I want to run some custom code when deserializing a particular type with Jackson 1.9. However, I don't want to hand-write the whole deserializer, just add to the default behaviour. Trying to do this in a JsonDeserializer
the naive way results in infinite recursion, however. Currently, my approach uses a completely separate ObjectMapper
, but that feels like a huge hack.
private static class SpecialDeserializer extends JsonDeserializer<Special> {
@Override
public Special deserialize(JsonParser jp, DeserializationContext ctxt)
throws IOException, JsonProcessingException {
JsonNode jsonNode = jp.readValueAsTree();
ObjectMapper otherMapper = getOtherMapper();
Special special = otherMapper.readValue(jsonNode, Special.class);
special.setJsonNode(jsonNode);
return special;
}
}
Polymorphic deserialization should be able to handle deriving the type of the input from the content of the input. If that's what you need the custom deserialization for, you can achieve it via annotations. See this example for reference.
(Apologies for not answering the actual question; this answers what I'm inferring to the "root" question, from the poster's comment).
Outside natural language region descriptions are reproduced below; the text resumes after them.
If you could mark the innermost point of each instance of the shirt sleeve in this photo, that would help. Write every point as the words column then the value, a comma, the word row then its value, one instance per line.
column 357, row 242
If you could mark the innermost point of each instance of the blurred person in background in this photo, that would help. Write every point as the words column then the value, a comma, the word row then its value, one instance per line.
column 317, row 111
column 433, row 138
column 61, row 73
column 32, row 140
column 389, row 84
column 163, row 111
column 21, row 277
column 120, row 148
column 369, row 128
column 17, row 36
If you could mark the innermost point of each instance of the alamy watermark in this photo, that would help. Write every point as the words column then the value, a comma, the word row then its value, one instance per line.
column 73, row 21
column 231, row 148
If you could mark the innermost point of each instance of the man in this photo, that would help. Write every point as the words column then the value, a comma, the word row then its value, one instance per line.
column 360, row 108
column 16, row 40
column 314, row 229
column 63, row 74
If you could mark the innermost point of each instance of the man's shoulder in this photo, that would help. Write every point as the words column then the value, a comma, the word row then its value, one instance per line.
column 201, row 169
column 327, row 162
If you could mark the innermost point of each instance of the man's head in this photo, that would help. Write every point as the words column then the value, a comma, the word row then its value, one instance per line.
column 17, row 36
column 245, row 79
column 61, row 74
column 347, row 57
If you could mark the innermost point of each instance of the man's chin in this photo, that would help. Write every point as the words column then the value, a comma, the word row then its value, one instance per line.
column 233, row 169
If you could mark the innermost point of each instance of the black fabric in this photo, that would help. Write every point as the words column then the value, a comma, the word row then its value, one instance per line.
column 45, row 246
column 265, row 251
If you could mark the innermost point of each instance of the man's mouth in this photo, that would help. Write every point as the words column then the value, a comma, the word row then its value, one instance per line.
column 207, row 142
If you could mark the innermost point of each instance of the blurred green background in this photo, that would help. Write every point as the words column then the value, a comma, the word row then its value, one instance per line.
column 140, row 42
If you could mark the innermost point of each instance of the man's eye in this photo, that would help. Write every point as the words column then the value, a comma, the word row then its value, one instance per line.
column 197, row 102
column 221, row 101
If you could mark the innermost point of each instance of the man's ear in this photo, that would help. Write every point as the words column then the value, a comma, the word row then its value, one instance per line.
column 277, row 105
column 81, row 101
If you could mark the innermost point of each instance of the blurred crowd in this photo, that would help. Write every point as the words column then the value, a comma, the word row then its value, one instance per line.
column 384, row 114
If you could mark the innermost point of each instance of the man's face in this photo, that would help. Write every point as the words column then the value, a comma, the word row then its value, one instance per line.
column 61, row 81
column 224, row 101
If you want to implement this special behavior only for one class, you can create additional type with the same properties set. I am not sure that this is a real answer for your question, but see my below example. POJO class with property:
@JsonDeserialize(using = SpecialJsonDeserializer.class)
class Special {
private String name;
//getters, setters, toString
}
Deserializer with inner type:
class SpecialJsonDeserializer extends JsonDeserializer<Special> {
@Override
public Special deserialize(JsonParser jp, DeserializationContext ctxt) throws IOException,
JsonProcessingException {
InnerSpecial innerSpecial = jp.readValueAs(InnerSpecial.class);
return innerSpecial.createRealSpecial();
}
private static class InnerSpecial {
public String name;
public Special createRealSpecial() {
Special special = new Special();
// copy other properties, add additional code
special.setName(name);
return special;
}
}
}
And simple usage:
public class JsonProgram {
public static void main(String[] args) throws IOException {
Special special = new Special();
special.setName("ye");
ObjectMapper mapper = new ObjectMapper();
String json = mapper.writeValueAsString(special);
System.out.println(json);
System.out.println(mapper.readValue(json, Special.class));
}
}
I think, this is a little bit less hack than yours but it is still hack.